Deeper with Riemannian Geometry: Overcoming Oversmoothing and Oversquashing for Graph Foundation Models

TL;DR

This paper introduces a Riemannian geometry-inspired local approach to improve message passing neural networks, effectively addressing oversmoothing and oversquashing issues for deeper graph models.

Contribution

It proposes a novel local adjustment method using Riemannian geometry, with theoretical guarantees and superior performance on various graph types.

Findings

GBN maintains performance with over 256 layers

Theoretical link between spectral gap and gradient vanishing

Effective handling of oversmoothing and oversquashing

Abstract

Message Passing Neural Networks (MPNNs) is the building block of graph foundation models, but fundamentally suffer from oversmoothing and oversquashing.
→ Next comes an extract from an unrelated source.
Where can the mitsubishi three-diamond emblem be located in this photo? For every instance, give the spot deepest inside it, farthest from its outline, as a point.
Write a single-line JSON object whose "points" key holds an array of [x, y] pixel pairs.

There has recently been a surge of interest in fixing both issues. Existing efforts primarily adopt global approaches, which may be beneficial in some regions but detrimental in others, ultimately leading to the suboptimal expressiveness. In this paper, we begin by revisiting oversquashing through a global measure -- spectral gap $\lambda$ -- and prove that the increase of $\lambda$ leads to gradient vanishing with respect to the input features, thereby undermining the effectiveness of message passing. Motivated by such theoretical insights, we propose a \textbf{local} approach that adaptively adjusts message passing based on local structures. To achieve this, we connect local Riemannian geometry with MPNNs, and establish a novel nonhomogeneous boundary condition to address both oversquashing and oversmoothing. Building on the Robin condition, we design a GBN network with local bottleneck adjustment, coupled with theoretical guarantees. Extensive experiments on homophilic and heterophilic graphs show the expressiveness of GBN. Furthermore, GBN does not exhibit performance degradation even when the network depth exceeds $256$ layers.